Insulin production is usually greater than normal for many years, which maintains blood glucose and peripheral glucose disposal at normal levels, but as pancreatic B-cell insulin production slowly fails to meet the high-level demands of insulin resistance, insulin activity becomes insufficient to control blood sugar levels. Though many nutritional and genetic factors have been identified as contributing to the development of insulin resistance, the specific pathogenic mechanisms remain unclear and controversy surrounds the exact cause.

Type 2 diabetes, also called non-insulin dependent diabetes,is the most common form of diabetes and accounts for 85% of people with diabetes. Unlike Type 1 diabetes, Type 2 diabetes is preventable.


Although there is a strong genetic predisposition, lifestyle factors such as being overweight or obese combined with insufficient physical activity, a poor diet, and carrying too much weight around the waist area significantly increase the risk of developing Type 2 diabetes.

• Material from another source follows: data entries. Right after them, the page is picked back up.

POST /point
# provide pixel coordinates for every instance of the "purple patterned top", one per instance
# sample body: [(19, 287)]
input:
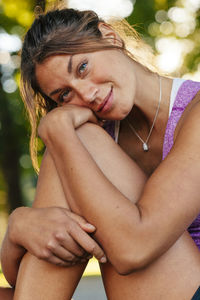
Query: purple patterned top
[(185, 94)]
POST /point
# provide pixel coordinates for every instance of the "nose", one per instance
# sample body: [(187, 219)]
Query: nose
[(87, 92)]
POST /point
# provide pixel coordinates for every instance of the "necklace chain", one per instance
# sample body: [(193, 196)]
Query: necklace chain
[(145, 143)]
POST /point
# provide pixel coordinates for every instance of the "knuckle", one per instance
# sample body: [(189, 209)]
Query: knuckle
[(44, 255), (51, 245), (59, 236)]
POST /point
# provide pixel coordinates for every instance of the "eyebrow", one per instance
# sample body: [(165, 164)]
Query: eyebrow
[(70, 64), (69, 69)]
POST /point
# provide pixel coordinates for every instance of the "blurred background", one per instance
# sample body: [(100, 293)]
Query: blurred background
[(171, 28)]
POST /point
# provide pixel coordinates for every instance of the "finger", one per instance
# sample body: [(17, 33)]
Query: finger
[(87, 243), (65, 255), (68, 243), (82, 222), (59, 262)]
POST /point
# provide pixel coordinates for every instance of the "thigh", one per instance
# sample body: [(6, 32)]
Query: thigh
[(161, 279), (38, 279)]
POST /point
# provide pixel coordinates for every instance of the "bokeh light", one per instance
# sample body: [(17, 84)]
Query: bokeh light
[(107, 10)]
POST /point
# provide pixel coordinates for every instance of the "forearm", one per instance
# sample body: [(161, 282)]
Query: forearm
[(11, 255), (101, 195)]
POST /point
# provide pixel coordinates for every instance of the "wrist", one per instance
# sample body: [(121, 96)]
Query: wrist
[(53, 127), (16, 225)]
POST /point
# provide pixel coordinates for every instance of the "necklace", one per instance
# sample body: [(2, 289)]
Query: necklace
[(145, 143)]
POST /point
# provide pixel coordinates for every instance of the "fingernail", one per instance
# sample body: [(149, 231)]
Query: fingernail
[(89, 256), (103, 260), (90, 226)]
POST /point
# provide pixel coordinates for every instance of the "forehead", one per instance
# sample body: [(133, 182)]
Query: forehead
[(51, 71)]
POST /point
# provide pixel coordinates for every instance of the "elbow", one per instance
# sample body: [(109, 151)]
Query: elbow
[(128, 262)]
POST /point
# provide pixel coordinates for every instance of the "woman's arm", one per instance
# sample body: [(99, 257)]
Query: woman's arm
[(141, 232), (55, 223)]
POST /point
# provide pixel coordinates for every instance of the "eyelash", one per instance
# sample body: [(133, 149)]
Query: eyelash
[(61, 100), (85, 63)]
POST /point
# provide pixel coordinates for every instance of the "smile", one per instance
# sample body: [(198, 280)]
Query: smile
[(107, 103)]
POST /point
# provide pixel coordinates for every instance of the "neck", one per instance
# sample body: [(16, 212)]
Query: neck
[(147, 97)]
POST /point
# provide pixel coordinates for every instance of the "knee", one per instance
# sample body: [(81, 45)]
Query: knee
[(95, 134)]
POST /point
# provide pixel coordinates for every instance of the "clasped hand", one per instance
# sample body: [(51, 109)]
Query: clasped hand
[(54, 234), (67, 116)]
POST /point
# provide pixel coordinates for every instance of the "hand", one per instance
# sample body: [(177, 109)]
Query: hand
[(63, 118), (54, 234)]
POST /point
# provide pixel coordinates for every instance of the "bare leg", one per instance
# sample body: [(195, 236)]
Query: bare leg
[(160, 280), (34, 277), (38, 279), (6, 293)]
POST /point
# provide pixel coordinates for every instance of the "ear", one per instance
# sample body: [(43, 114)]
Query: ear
[(110, 34)]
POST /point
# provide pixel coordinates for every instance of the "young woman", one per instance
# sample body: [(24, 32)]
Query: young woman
[(139, 195)]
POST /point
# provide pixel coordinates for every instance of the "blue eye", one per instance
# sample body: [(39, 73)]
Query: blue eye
[(64, 95), (82, 67)]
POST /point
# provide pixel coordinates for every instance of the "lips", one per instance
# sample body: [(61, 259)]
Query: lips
[(105, 105)]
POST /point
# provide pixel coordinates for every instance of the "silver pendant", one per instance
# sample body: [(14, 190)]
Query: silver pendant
[(145, 147)]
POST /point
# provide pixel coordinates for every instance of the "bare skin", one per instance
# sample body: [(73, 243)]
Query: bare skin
[(143, 242), (160, 280)]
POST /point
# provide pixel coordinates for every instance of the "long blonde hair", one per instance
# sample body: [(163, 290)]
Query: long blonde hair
[(67, 31)]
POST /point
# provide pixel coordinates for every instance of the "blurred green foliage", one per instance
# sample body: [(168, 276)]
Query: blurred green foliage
[(17, 177)]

In Caucasian populations, the prevalence of Type 2 diabetes approaches 15-20% of the population and in certain indigenous communities the prevalence approaches 40-50% for the Pima Indians of Mexico, Nauru Islanders, Canadian Indians, Australian Aboriginals and Pacific Islanders. This variation in incidence is apparently related to genetic factors that have become concentrated in isolated indigenous hunter-gatherer communities.

Risk factors for Type 2 diabetes:

  • Overweight or obese, especially around the waistline (>94cm for men and >80 cm for women)
  • Sedentary lifestyle
  • High triglycerides and low HDL-C and/or high total cholesterol,
  • High blood pressure
  • Family history of Type 2 diabetes and/or heart disease
  • Age more than 55 years
  • Age more than 45 year and overweight or high blood pressure
  • Age more than 35 years and Aboriginal, Torres Strait Islander
  • Certain ethnic backgrounds such as Aboriginal, Torres Strait Islander, Pacific Islands, Asia and the Indian subcontinent
  • Woman who bore a child heavier than 4.5 kg
  • Woman who developed gestational diabetes, or
  • Woman with Polycystic Ovarian Syndrome.

Are you at risk?

A person who is overweight or obese risks developing Type 2 diabetes. In Australia, 75% of men and 50% of women are overweight or obese. In up to 60% of cases, the onset of Type 2 diabetes can be prevented or delayed. The Australian Type 2 diabetes risk assessment tool enables a person to assess his or her risk.



For many people the initial management may just require a change to a healthier diet, weight loss, and regular exercise. However, if blood sugar levels remain high medication and insulin may need to be taken to prevent long-term complications.